Recuerdos antiguos, esperanzas acariciadas en otros tiempos brotaron pujantes en la imaginación de Rosa al hacer la confesión que queda copiada, pero fueron recuerdos y esperanzas que vinieron acompañados de lágrimas, como ocurre siempre cuando vemos desvanecerse ilusiones que nos son queridas.

—Me es imposible vencer esta debilidad, aunque ella me afirma cada día más y más en mi resolución —añadió Rosa—. Es preciso que nos separemos de una vez —terminó, alargando la diestra a Enrique.
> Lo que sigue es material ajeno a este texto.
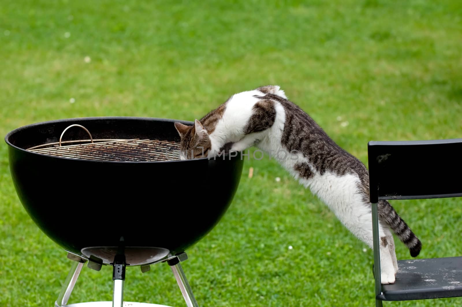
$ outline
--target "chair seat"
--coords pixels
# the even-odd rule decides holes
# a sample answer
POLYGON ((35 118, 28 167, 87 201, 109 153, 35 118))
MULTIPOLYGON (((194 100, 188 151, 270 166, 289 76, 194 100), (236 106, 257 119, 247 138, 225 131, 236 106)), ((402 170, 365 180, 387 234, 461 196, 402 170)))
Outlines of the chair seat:
POLYGON ((381 301, 462 296, 462 257, 398 261, 395 283, 382 285, 381 301))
—Deseo que me hagas una promesa —replicó Enrique—. Me reservo el derecho de hablarte otra vez... una sola, que será la última, sobre este particular, dentro... de un año; quizá mucho antes.

—No te obstines en querer alterar mi determinación, pues te prevengo que ha de ser inútil —contestó Rosa sonriendo con amargura.

—Será para que me repitas esto mismo, si tal es tu deseo, para que me lo digas una vez más y con carácter definitivo. Yo pondré a tus plantas mi posición y mi fortuna, sean las que sean: si tú persistes en tu resolución actual, ni con actos ni con palabras intentaré combatirla.

—Está bien —dijo Rosa—. Será renovar la llaga; pero para entonces, espero que habré hecho acopio de fuerzas y podré resistir la prueba con mayor entereza.

Nuevamente ofreció su mano a Enrique; pero éste la atrajo a sus brazos, estampó un beso sobre su hermosa frente y salió presuroso de la habitación.